淀川へと大きく突き出したような天王山のその姿から、そう名付けられたという。山城国と摂津国の境に位置し、地形的にも京都盆地と大阪平野のつながる隘路部にあたるこの地には、西国街道という大きな道路が通り、かつてより大いに栄え、そのためたびたび歴史のスポットライトを浴びることとなった。

そんな大山崎の地も、明治新政府が樹立してようやく表舞台から身を引いたようである。お疲れさま、と言いたくなるけど、それを言うのはあまりにも畏れ多い。
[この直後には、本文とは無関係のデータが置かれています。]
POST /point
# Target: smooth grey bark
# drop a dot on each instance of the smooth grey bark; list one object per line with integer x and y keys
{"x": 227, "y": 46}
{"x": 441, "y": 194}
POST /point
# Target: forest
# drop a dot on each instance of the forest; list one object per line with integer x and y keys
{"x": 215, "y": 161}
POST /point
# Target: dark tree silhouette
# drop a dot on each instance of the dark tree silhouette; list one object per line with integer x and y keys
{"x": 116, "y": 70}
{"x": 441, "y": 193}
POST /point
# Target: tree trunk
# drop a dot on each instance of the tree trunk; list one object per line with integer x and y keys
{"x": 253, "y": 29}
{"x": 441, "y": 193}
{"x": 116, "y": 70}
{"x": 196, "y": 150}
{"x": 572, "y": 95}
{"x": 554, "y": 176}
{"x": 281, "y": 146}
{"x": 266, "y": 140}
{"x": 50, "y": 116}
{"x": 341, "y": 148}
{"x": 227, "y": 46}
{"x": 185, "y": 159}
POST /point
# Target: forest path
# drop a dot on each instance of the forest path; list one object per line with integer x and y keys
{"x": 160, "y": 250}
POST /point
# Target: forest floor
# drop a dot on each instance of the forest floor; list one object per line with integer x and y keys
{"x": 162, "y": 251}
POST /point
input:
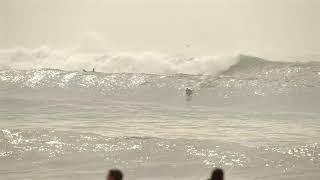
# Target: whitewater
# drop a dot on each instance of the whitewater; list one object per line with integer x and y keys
{"x": 256, "y": 118}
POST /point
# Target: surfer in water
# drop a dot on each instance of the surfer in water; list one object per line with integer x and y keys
{"x": 188, "y": 92}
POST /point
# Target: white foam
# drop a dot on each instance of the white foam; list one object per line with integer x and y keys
{"x": 113, "y": 62}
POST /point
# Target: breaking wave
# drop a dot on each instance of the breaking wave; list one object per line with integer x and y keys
{"x": 145, "y": 62}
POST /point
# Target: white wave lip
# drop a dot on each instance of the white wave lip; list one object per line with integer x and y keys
{"x": 114, "y": 62}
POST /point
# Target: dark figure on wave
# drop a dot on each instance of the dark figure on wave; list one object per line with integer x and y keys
{"x": 188, "y": 92}
{"x": 217, "y": 174}
{"x": 114, "y": 174}
{"x": 83, "y": 70}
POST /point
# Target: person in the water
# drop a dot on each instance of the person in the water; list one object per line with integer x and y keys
{"x": 188, "y": 92}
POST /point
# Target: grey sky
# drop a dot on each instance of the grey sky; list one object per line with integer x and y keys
{"x": 208, "y": 26}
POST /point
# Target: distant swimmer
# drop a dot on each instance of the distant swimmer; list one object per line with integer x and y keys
{"x": 188, "y": 92}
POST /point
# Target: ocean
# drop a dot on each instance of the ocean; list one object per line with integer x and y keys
{"x": 255, "y": 118}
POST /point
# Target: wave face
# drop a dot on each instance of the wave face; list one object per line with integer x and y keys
{"x": 238, "y": 78}
{"x": 257, "y": 119}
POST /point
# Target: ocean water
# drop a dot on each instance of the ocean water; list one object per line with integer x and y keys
{"x": 255, "y": 118}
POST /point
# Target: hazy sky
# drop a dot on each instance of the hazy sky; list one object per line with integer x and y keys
{"x": 208, "y": 26}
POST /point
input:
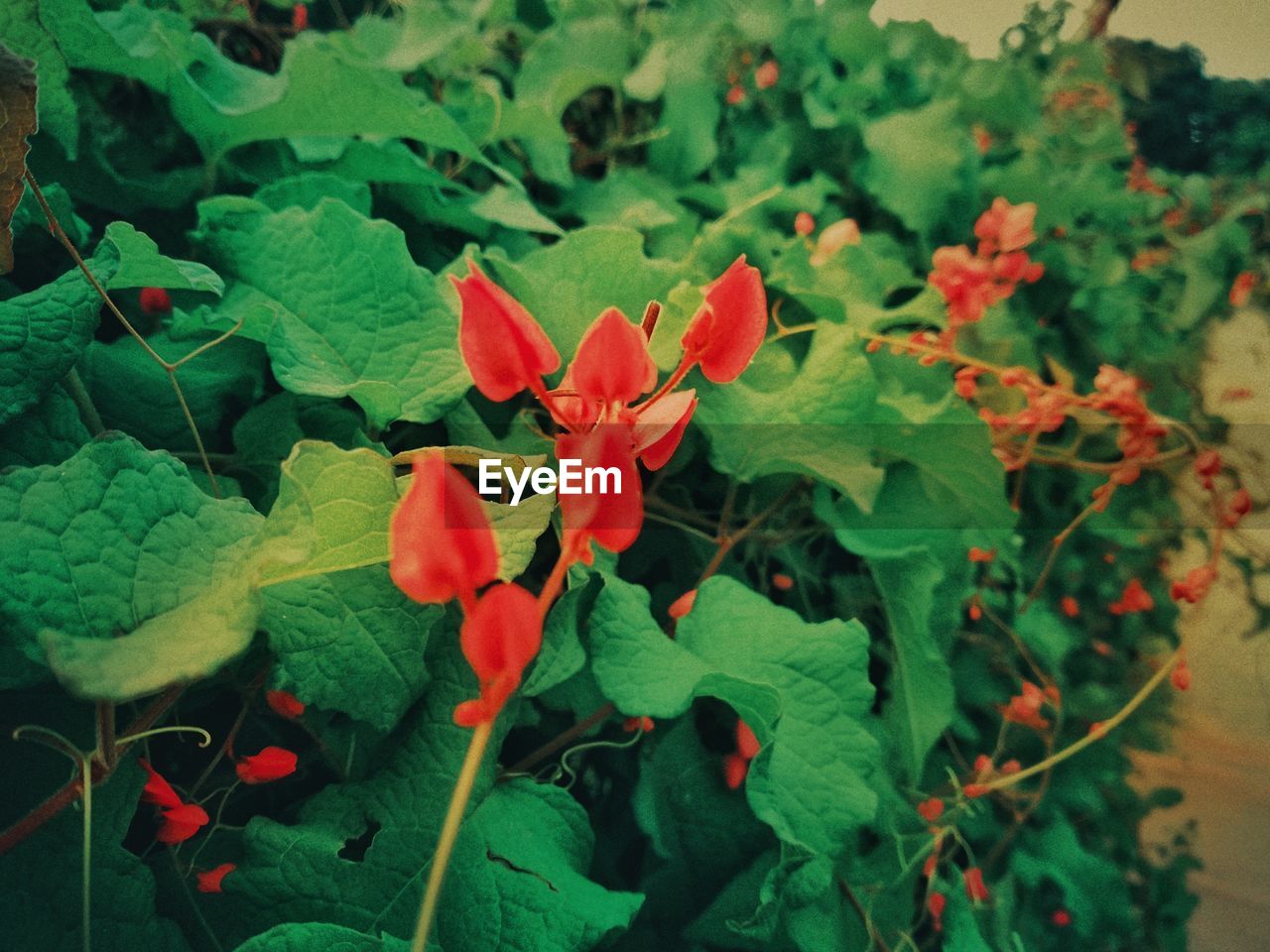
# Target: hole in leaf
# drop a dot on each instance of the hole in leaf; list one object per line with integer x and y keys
{"x": 354, "y": 849}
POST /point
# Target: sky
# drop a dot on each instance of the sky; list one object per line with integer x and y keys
{"x": 1233, "y": 35}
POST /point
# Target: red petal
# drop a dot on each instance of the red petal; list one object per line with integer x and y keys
{"x": 270, "y": 765}
{"x": 211, "y": 880}
{"x": 500, "y": 635}
{"x": 734, "y": 770}
{"x": 181, "y": 823}
{"x": 725, "y": 331}
{"x": 612, "y": 365}
{"x": 612, "y": 520}
{"x": 158, "y": 789}
{"x": 661, "y": 428}
{"x": 440, "y": 540}
{"x": 504, "y": 348}
{"x": 285, "y": 703}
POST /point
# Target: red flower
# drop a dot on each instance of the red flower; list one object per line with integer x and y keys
{"x": 211, "y": 880}
{"x": 1194, "y": 587}
{"x": 154, "y": 301}
{"x": 659, "y": 428}
{"x": 1006, "y": 227}
{"x": 965, "y": 284}
{"x": 737, "y": 766}
{"x": 181, "y": 823}
{"x": 767, "y": 73}
{"x": 504, "y": 348}
{"x": 440, "y": 540}
{"x": 935, "y": 904}
{"x": 270, "y": 765}
{"x": 612, "y": 518}
{"x": 1242, "y": 289}
{"x": 1025, "y": 707}
{"x": 500, "y": 635}
{"x": 681, "y": 606}
{"x": 974, "y": 888}
{"x": 728, "y": 327}
{"x": 158, "y": 791}
{"x": 1133, "y": 599}
{"x": 612, "y": 365}
{"x": 285, "y": 703}
{"x": 930, "y": 810}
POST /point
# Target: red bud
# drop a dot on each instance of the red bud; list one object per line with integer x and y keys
{"x": 728, "y": 327}
{"x": 504, "y": 348}
{"x": 440, "y": 540}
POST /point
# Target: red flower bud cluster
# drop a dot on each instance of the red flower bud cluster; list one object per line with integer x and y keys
{"x": 443, "y": 544}
{"x": 181, "y": 820}
{"x": 1026, "y": 706}
{"x": 970, "y": 284}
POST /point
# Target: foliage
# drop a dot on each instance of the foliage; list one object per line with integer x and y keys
{"x": 198, "y": 484}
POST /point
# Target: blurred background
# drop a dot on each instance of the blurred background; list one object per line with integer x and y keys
{"x": 1203, "y": 71}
現代のこの地に生まれ日々を送る身としては、静かな住宅の立ち並ぶ自然豊かな町であるここがかつてそのような地であっただなんて俄には信じがたいのだけれども、いまでは車や鉄道が人々の往来を担っていると考えれば少しは得心がゆく。確かにこの町には、国道や複数の高速道路・鉄道路線、新幹線さえもが通っている。いまも昔も少なくとも、交通の要衝であることには変わりないのである。

いや、少し嘘をついた。歴史の痕跡なんて、ちょっと散歩をしただけでもそこら辺に転がっていることに気づく。現代に生まれ、育っているけれども、昔のこの地の面影をちゃんと感じて生きている。なんて、こんな書き方したらこれこそ嘘っぽいけど、大山崎がかつて栄えていただなんて信じられない、なんて、つゆほども思っておりません。これは、本当。

京都府乙訓郡大山崎町(おとくにぐん おおやまざきちょう)。これが、僕の住んでいるところの、いまの名前。2月の29日間、奔放で、気ままで、ちょっぴり奥深い、そんな僕の散歩にお付き合い、していただけませんか。